Kafe, Kos, dan Proyek Jadi Titik Rawan Kekerasan
BADUNG, PODIUMNEWS.com — Berbagai lokasi umum di Kabupaten Badung seperti kafe, rumah kos, hingga tempat kerja kini menjadi titik rawan kekerasan. Hal ini terungkap setelah Tim Jatanras Polres Badung berhasil menangkap lima pelaku yang terlibat dalam serangkaian kasus penganiayaan dan penjambretan dalam beberapa pekan terakhir.
Kapolres Badung AKBP M. Arif Batubara menyebutkan, para pelaku yakni Gede Alit (36), Kadek Doris Pranata (35), Dino Andre Afrinalde (23), Godlive Purba (23), dan Slamet Riadi (37). Mereka diamankan dari lokasi dan kasus berbeda yang menunjukkan tren meningkatnya kekerasan spontan di ruang-ruang publik harian.

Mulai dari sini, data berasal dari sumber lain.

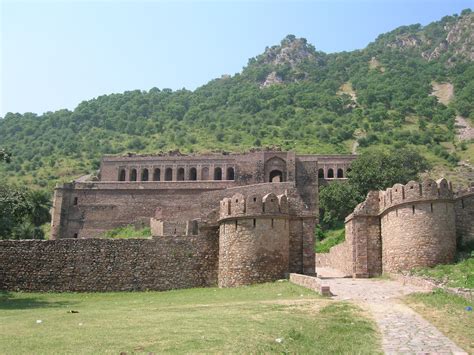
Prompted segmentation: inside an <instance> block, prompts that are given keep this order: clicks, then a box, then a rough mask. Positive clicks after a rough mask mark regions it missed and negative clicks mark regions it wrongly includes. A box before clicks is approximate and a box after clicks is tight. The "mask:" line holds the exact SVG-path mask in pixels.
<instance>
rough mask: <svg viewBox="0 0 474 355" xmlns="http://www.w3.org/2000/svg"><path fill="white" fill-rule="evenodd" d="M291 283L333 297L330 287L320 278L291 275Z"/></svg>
mask: <svg viewBox="0 0 474 355" xmlns="http://www.w3.org/2000/svg"><path fill="white" fill-rule="evenodd" d="M290 282H292V283H294V284H296V285H300V286H303V287H306V288H309V289H310V290H313V291H316V292H318V293H320V294H321V295H323V296H331V291H330V289H329V285H326V284H325V283H324V281H323V280H321V279H320V278H317V277H314V276H307V275H301V274H290Z"/></svg>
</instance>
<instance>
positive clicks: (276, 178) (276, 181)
mask: <svg viewBox="0 0 474 355" xmlns="http://www.w3.org/2000/svg"><path fill="white" fill-rule="evenodd" d="M270 182H283V172H282V171H280V170H272V171H270Z"/></svg>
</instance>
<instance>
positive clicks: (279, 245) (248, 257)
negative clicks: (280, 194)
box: [218, 193, 290, 287]
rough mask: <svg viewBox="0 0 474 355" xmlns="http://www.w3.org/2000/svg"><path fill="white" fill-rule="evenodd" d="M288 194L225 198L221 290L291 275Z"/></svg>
mask: <svg viewBox="0 0 474 355" xmlns="http://www.w3.org/2000/svg"><path fill="white" fill-rule="evenodd" d="M289 249H290V222H289V210H288V199H287V196H286V194H282V195H278V196H277V195H275V194H274V193H269V194H266V195H265V196H262V195H260V194H249V195H247V196H246V197H245V196H244V195H242V194H240V193H237V194H235V195H233V196H232V198H224V199H223V200H222V201H221V204H220V219H219V276H218V283H219V287H235V286H242V285H249V284H253V283H258V282H268V281H275V280H278V279H282V278H285V277H287V275H288V273H289V268H290V267H289V258H290V255H289Z"/></svg>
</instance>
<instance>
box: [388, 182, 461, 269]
mask: <svg viewBox="0 0 474 355" xmlns="http://www.w3.org/2000/svg"><path fill="white" fill-rule="evenodd" d="M380 207H381V211H382V212H381V214H380V224H381V232H382V233H381V234H382V260H383V272H397V271H400V270H409V269H412V268H414V267H426V266H434V265H437V264H446V263H449V262H452V261H453V260H454V256H455V252H456V226H455V212H454V200H453V192H452V187H451V185H450V184H449V183H448V182H447V181H446V180H445V179H441V180H438V181H437V182H435V181H434V180H425V181H423V182H422V183H421V184H420V183H418V182H415V181H410V182H409V183H408V184H406V185H401V184H396V185H394V186H393V187H392V188H389V189H387V190H385V191H383V192H381V193H380Z"/></svg>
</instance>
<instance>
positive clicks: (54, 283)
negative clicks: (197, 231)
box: [0, 233, 218, 291]
mask: <svg viewBox="0 0 474 355" xmlns="http://www.w3.org/2000/svg"><path fill="white" fill-rule="evenodd" d="M217 256H218V237H217V235H216V234H212V233H211V234H209V235H200V236H186V237H181V236H170V237H160V238H157V239H116V240H114V239H62V240H51V241H38V240H21V241H12V240H2V241H0V261H1V267H0V289H2V290H14V291H143V290H159V291H163V290H170V289H176V288H189V287H204V286H213V285H216V284H217Z"/></svg>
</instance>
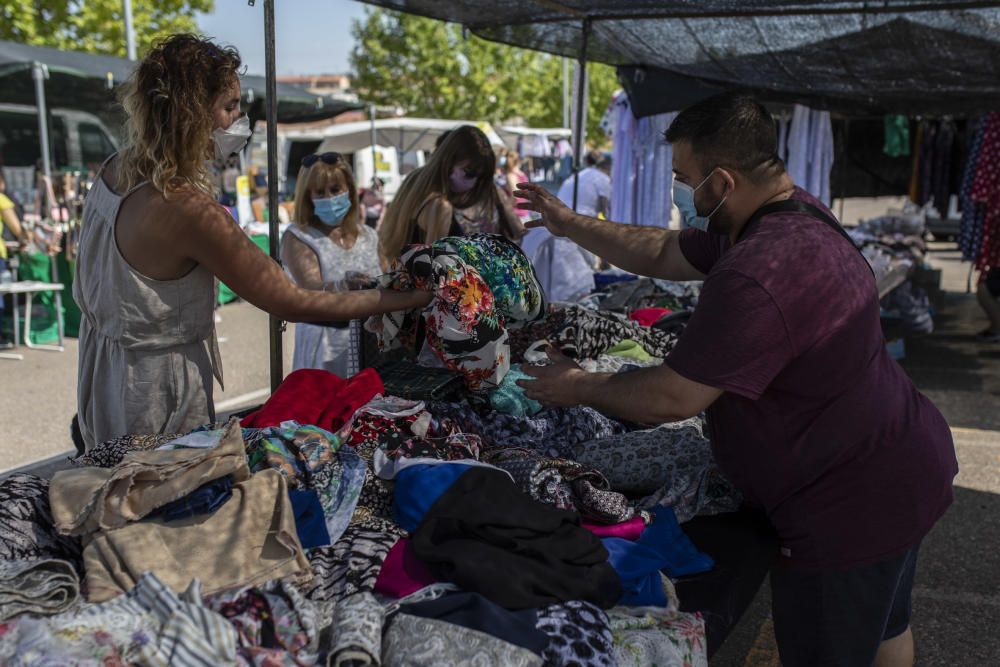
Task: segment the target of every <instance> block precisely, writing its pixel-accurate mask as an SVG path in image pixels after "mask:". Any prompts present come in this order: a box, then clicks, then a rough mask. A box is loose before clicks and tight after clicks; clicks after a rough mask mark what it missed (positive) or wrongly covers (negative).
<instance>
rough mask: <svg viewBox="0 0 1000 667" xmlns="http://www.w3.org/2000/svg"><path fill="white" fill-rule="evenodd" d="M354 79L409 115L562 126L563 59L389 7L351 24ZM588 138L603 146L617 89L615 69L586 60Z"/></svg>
mask: <svg viewBox="0 0 1000 667" xmlns="http://www.w3.org/2000/svg"><path fill="white" fill-rule="evenodd" d="M352 34H353V36H354V49H353V51H352V52H351V67H352V69H353V73H352V75H353V83H354V87H355V88H356V89H357V90H358V92H359V94H360V95H361V96H362V98H363V99H364V100H365V101H368V102H373V103H375V104H377V105H380V106H382V105H384V106H399V107H402V108H403V109H405V110H406V112H407V113H408V114H411V115H414V116H428V117H432V118H455V119H460V118H464V119H469V120H486V121H490V122H503V121H509V120H513V119H523V120H524V122H525V123H526V124H527V125H529V126H535V127H558V126H560V125H562V106H563V102H562V91H563V84H562V59H561V58H558V57H555V56H551V55H548V54H545V53H541V52H538V51H531V50H528V49H520V48H516V47H512V46H507V45H506V44H500V43H497V42H491V41H487V40H484V39H480V38H479V37H476V36H475V35H472V34H466V33H465V31H464V30H463V29H462V27H461V26H460V25H457V24H454V23H445V22H442V21H435V20H433V19H427V18H423V17H419V16H414V15H412V14H403V13H398V12H393V11H388V10H382V9H375V10H371V11H369V12H368V13H367V14H366V16H365V18H364V19H362V20H355V21H354V23H353V26H352ZM588 69H589V72H590V85H589V94H590V104H589V107H588V111H587V138H588V141H589V142H592V143H594V144H602V143H604V142H605V137H604V135H603V133H602V132H601V131H600V129H599V123H600V120H601V116H602V115H603V113H604V109H605V107H606V106H607V103H608V101H609V100H610V99H611V94H612V93H613V92H614V91H615V90H616V89H617V88H618V81H617V79H616V77H615V71H614V68H612V67H609V66H607V65H602V64H599V63H590V64H589V65H588Z"/></svg>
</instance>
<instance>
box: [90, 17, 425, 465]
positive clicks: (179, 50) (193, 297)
mask: <svg viewBox="0 0 1000 667" xmlns="http://www.w3.org/2000/svg"><path fill="white" fill-rule="evenodd" d="M242 71H243V65H242V61H241V59H240V56H239V53H237V51H236V50H235V49H232V48H229V47H225V46H222V45H219V44H215V43H213V42H211V41H210V40H208V39H205V38H203V37H199V36H197V35H190V34H176V35H171V36H169V37H167V38H165V39H163V40H160V41H158V42H157V43H156V44H153V45H152V46H151V47H150V49H149V50H148V51H147V53H146V55H145V56H144V57H143V59H142V61H140V62H138V63H136V66H135V70H134V72H133V73H132V75H131V76H130V78H129V79H128V80H127V81H126V82H125V83H124V85H123V86H121V88H120V100H121V103H122V107H123V108H124V110H125V123H124V127H123V135H124V143H123V148H122V150H121V152H120V153H119V154H117V155H112V156H109V158H108V160H107V161H106V162H105V163H104V165H102V167H101V169H100V172H99V173H98V174H97V175H96V177H95V180H94V186H93V188H91V190H90V192H89V193H88V194H87V201H86V203H85V204H84V209H83V225H82V226H81V235H80V240H79V255H78V261H77V265H76V276H75V279H74V283H73V297H74V300H75V301H76V303H77V304H78V305H79V307H80V311H81V315H82V320H81V322H80V337H79V363H78V366H77V405H78V410H79V419H78V424H79V427H80V429H79V433H80V440H81V441H82V442H78V446H80V447H82V448H84V449H89V448H91V447H94V446H95V445H97V444H99V443H101V442H104V441H106V440H110V439H112V438H117V437H120V436H123V435H129V434H137V433H144V434H162V433H186V432H188V431H190V430H192V429H194V428H196V427H198V426H200V425H202V424H207V423H210V422H213V421H215V418H216V413H215V401H214V392H215V381H218V383H219V385H220V386H222V382H223V379H224V375H223V372H222V357H221V354H220V351H219V347H218V340H217V337H216V335H215V322H214V313H215V306H216V280H217V279H218V280H221V281H222V282H224V283H225V284H226V285H228V286H229V287H230V288H231V289H232V290H233V291H234V292H235V293H236V294H237V295H239V296H240V297H241V298H242V299H244V300H245V301H247V302H248V303H251V304H253V305H254V306H256V307H258V308H260V309H261V310H264V311H266V312H268V313H270V314H271V315H274V316H275V317H276V318H278V319H281V320H287V321H290V322H321V321H326V320H332V319H338V320H342V319H350V318H362V317H369V316H371V315H375V314H380V313H385V312H393V311H397V310H408V309H411V308H416V307H420V306H422V305H426V304H427V303H429V302H430V298H431V295H430V293H428V292H423V293H417V292H411V293H405V292H392V291H389V290H376V289H372V290H364V291H356V292H351V293H349V294H345V293H331V292H320V291H313V290H306V289H303V288H302V287H300V286H298V285H296V284H295V283H294V282H292V281H291V280H289V279H288V276H286V275H285V273H284V272H283V271H282V270H281V267H280V266H279V265H278V263H277V262H275V261H273V260H272V259H271V258H270V257H269V256H268V255H267V254H266V253H265V252H263V251H262V250H261V249H260V248H258V247H257V246H256V245H254V243H253V242H252V241H251V240H250V238H249V237H248V236H247V234H246V233H245V232H244V231H243V229H242V228H241V227H240V226H239V225H238V224H237V222H236V221H235V220H234V219H233V216H232V215H231V214H230V213H229V211H228V210H226V209H225V208H223V207H222V206H220V205H218V204H217V203H216V202H217V197H218V192H216V188H215V187H214V184H213V182H212V178H211V174H210V173H209V169H208V167H207V165H208V164H209V163H210V162H211V161H212V160H224V159H226V158H228V157H229V156H230V155H232V154H233V153H236V152H238V151H240V150H242V148H243V147H244V146H245V145H246V143H247V139H248V138H249V137H250V133H251V128H250V121H249V119H248V118H247V117H246V115H244V114H243V113H242V111H241V108H240V107H241V101H242V100H243V94H242V91H241V89H240V78H239V75H240V73H241V72H242ZM213 378H214V379H213Z"/></svg>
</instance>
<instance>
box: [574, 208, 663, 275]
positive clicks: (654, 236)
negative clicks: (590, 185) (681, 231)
mask: <svg viewBox="0 0 1000 667" xmlns="http://www.w3.org/2000/svg"><path fill="white" fill-rule="evenodd" d="M567 231H568V234H567V235H568V236H569V238H570V239H572V240H573V241H575V242H576V243H578V244H580V245H581V246H582V247H584V248H586V249H587V250H589V251H590V252H592V253H594V254H595V255H598V256H599V257H601V258H603V259H605V260H607V261H608V262H610V263H611V264H614V265H615V266H617V267H619V268H622V269H625V270H626V271H630V272H632V273H636V274H639V275H641V276H650V277H652V278H670V276H669V275H668V273H669V267H668V266H667V265H666V262H665V261H664V258H665V257H666V249H667V244H668V243H669V242H671V240H672V239H671V235H675V234H677V233H678V232H676V231H671V230H667V229H661V228H659V227H641V226H638V225H624V224H621V223H617V222H610V221H607V220H598V219H597V218H591V217H589V216H585V215H579V214H578V215H575V216H574V217H573V219H572V221H571V223H570V224H569V225H568V230H567Z"/></svg>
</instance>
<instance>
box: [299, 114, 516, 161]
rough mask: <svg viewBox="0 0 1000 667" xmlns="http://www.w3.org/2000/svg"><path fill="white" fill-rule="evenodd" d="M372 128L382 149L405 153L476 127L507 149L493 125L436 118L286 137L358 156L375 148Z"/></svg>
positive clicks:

Salah satu kasus terjadi di sebuah kafe di Jalan Bukit Tinggi, Mengwi, saat Kadek Doris memukul seorang pria bernama I Putu Agus Wiranata. Kejadian bermula saat listrik padam dan pelaku yang diduga dalam kondisi mabuk langsung memukul korban hingga mengalami luka lebam dan robek di wajah.
Di tempat kerja furniture di Jalan Raya Tangeb, Mengwi, dua pelaku lainnya, Dino Andre dan Godlive Purba, melakukan pengeroyokan terhadap rekannya, Sandri M (33), saat korban hendak mengambil data kerja. Dugaan awal menyebutkan ada konflik pribadi yang memicu pemukulan.
Sementara di sebuah proyek bangunan, Slamet Riadi terlibat adu fisik dengan Rapi Santana Putra setelah salah paham akibat percakapan telepon. Pelaku disebut marah tanpa alasan jelas dan langsung memukul korban di hadapan pekerja lain.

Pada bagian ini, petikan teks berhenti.